Keywords: cytogenetics; fluorescent in situ hybridization; genomic in situ hybridization; polyploidy; stress.

Figure 1

Mechanism of in vivo polyploidization; (a). Seeds soaking (6–24) hours with colchicine (0.01–0.2)%, (b). Colchicine treatment (10–20 µL) 10 days in the young leaves, (c). Leaves binding with clips for maximum chemical attachment, (d). Flow cytometry analysis for ploidy level assessment, (e). Ploidy level assessment by a histogram, (f). Hibiscus ploidy assessment using chromosome number; and 5S rDNA (green) and 18 rDNA (red) signals.

Figure 2

Histograms show the flow cytometry analysis of comparative changes in ploidy levels in watermelon. (a) Diploid (2n = 2x = 24), (b) tetraploid (2n = 4x = 48), and (c) octaploid (2n = 8x = 96).
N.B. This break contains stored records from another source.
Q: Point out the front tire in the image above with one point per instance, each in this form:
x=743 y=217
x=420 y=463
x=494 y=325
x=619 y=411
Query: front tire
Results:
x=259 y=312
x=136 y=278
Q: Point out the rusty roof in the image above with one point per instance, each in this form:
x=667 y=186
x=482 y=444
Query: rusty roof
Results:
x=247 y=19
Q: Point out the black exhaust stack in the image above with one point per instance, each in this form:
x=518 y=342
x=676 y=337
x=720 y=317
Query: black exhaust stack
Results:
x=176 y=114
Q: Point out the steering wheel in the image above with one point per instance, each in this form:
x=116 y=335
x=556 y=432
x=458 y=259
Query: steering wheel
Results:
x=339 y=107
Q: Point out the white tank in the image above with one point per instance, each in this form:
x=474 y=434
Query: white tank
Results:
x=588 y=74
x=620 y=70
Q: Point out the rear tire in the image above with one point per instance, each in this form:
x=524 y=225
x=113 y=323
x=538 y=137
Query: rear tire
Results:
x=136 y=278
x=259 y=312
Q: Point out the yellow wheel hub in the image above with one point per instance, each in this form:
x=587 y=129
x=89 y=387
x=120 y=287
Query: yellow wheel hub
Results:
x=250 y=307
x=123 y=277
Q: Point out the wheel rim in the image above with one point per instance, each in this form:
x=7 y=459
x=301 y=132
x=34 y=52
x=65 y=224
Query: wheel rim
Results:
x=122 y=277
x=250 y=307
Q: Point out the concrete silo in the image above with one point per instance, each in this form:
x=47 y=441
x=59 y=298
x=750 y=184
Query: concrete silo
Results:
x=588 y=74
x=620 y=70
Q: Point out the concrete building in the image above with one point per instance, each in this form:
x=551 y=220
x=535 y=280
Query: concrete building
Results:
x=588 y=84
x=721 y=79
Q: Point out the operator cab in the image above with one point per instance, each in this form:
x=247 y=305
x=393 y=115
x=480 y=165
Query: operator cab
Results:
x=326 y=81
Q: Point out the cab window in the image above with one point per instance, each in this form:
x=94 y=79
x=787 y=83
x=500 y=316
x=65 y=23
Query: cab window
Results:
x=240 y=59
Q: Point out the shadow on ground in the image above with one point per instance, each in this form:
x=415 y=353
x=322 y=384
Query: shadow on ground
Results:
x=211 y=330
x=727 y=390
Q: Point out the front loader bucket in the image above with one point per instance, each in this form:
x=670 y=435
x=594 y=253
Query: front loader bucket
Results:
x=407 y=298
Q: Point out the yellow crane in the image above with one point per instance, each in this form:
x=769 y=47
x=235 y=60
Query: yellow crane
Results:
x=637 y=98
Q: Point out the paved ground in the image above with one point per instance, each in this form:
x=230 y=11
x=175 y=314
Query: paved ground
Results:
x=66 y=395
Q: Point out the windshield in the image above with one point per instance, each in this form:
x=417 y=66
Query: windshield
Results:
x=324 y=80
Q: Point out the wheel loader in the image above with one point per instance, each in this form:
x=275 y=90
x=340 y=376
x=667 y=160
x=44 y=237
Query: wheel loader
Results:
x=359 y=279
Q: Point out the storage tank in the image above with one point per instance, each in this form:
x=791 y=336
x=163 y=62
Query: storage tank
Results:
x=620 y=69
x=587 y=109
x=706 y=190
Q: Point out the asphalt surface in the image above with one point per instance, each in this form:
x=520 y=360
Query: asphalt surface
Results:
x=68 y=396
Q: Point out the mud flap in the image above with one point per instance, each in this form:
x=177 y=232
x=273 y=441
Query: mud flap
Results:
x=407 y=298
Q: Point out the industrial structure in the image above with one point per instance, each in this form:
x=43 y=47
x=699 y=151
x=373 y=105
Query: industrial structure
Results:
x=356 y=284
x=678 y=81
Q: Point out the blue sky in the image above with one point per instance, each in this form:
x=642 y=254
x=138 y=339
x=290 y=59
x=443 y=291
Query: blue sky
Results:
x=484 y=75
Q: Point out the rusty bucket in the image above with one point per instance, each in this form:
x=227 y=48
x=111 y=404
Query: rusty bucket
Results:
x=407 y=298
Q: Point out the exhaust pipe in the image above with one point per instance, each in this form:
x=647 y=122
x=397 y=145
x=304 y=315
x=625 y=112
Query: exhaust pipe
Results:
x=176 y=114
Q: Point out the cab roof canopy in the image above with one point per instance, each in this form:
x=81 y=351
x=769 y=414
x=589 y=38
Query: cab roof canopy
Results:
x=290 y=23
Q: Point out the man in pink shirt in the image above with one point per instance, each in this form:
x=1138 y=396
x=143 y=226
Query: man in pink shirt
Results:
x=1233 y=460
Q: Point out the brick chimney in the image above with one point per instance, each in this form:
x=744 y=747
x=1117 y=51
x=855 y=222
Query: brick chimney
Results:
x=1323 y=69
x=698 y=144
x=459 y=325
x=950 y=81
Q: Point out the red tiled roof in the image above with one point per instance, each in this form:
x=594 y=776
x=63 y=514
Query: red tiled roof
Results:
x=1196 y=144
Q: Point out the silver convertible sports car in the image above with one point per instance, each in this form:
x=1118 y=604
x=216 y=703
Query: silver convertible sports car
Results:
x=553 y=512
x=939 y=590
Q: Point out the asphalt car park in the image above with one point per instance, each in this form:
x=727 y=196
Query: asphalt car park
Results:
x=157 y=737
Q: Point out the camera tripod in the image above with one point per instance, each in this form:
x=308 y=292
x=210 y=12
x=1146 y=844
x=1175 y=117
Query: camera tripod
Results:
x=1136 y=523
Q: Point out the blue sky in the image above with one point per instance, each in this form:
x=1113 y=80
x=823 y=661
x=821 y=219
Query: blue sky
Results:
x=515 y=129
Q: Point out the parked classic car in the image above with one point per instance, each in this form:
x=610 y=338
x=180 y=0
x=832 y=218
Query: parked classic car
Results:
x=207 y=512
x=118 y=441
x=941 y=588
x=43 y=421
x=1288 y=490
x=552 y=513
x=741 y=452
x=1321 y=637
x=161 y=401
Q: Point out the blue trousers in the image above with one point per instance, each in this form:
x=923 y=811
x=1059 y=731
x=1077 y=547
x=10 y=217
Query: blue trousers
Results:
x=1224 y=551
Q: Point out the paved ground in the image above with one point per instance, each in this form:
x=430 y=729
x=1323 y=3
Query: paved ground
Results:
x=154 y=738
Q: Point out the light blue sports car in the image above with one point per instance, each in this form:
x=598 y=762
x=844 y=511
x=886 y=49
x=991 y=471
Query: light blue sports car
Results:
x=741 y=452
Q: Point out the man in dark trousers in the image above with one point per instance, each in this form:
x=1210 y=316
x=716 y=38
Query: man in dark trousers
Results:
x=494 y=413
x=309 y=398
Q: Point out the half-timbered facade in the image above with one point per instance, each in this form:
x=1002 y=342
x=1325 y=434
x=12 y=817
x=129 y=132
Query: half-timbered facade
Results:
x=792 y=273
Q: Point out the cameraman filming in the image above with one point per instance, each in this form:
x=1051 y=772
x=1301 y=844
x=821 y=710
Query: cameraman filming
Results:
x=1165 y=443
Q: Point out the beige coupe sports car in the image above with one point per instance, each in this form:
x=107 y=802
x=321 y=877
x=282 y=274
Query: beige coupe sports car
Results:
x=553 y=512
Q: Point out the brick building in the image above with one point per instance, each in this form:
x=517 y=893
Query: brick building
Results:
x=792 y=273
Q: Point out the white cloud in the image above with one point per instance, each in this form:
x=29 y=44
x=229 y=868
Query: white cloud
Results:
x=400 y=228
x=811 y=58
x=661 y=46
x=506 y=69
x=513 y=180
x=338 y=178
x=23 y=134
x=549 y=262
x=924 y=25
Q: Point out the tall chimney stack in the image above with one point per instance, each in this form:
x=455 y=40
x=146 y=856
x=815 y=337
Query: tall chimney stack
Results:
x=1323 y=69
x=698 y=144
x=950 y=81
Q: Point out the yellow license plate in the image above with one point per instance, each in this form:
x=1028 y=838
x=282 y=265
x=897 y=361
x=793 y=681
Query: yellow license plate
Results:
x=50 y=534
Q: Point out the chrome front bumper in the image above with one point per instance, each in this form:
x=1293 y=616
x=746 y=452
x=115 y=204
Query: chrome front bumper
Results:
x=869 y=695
Red arrows indicate ploidy levels of diploid, tetraploid and octaploid.

Figure 3

Working steps for fluorescent and genomic in situ hybridization were used for the cytogenetic study of horticultural modified crops. Different methods, such as nick translation, random primed labeling, and PCR, are used to label the probe during marker labeling. Various methods, such as autoclaving, shearing the DNA with a tiny needle in a syringe, or sonicating, are used to prepare to block DNA. Chromosome slide preparation is the selection of well-spread chromosomes prepared from a young root tip using an enzyme mixture at 37 °C. Slide pretreatment is the enzymatic digestion of the chromosomes in order to unmask the DNA prior to hybridization. Hybridization involves the attachment of blocking and probe/genomic markers with chromosomes to identify the specific loci/origin of the genome of the respective chromosome. During detection, attachment of the designed antibody against the target marker along with blocking buffer to detect the specific fluorochrome.

Figure 4

In situ hybridization of diploid (2n = 2x = 24) Lilium. (a). FISH analysis of intraspecific F1 using 5S and 45S ribosomal DNA; (b). GISH analysis of interspecific (L. longiflorum × L. hansonii) F1 using genomic DNA; and (c). FISH and GISH combined analysis of interspecific (L. longiflorum × L. Oriental hybrid) F₁ using 5S, 45S rDNA, and genomic DNA.

Figure 5

Leaf morphology and stomata size of watermelon induced by oryzalin. (a). diploid leaf, (b). tetraploid leaf, (c). stomata of diploid, and (d). stomata of a tetraploid leaf, respectively. Scale bar= 10 μm [17].

Figure 6

Can insects identify different ploidy level plants? According to Segraves and Anneberg [185], insects forage more on predominant cytotypes in a natural habitat where different ploidy plants coexist ((a); where we imagine that small plants are predominant here, insect will forage more on small plants rather than flowers of bigger plants, i.e., irrespective of ploidy level). Contrarily, insects forage equally in a common garden where mixed cytotypes are grown ((b); imagine there are different ploidy levels flower in the common garden. Insects generally fail to detect different ploidy levels; thus, they forage equally in a common garden).

Figure 7

Effect of polyploidy on pathogen resistance. The sign next to the arrow gives the direction of the effect. The sign “+’’ means the higher ploidy level increases the probability of effects, while “−” means the higher ploidy level decreases the probability of effects. Pot represents the combined effect of the polyploidy plant. The gene-for-gene model is the general mechanism of pathogen resistance. In the polyploidy host, high allelic diversity with dominant allele, fixed heterosis, and high expression (desirable) of resistance gene directly influence the pathogen resistance. The validated disease resistance genes and their target pathogens are given as examples [54]. The effects of ploidy-level variation on host adaptability under diverse environmental conditions (biotic and abiotic stress) could indirectly influence parasite resistance.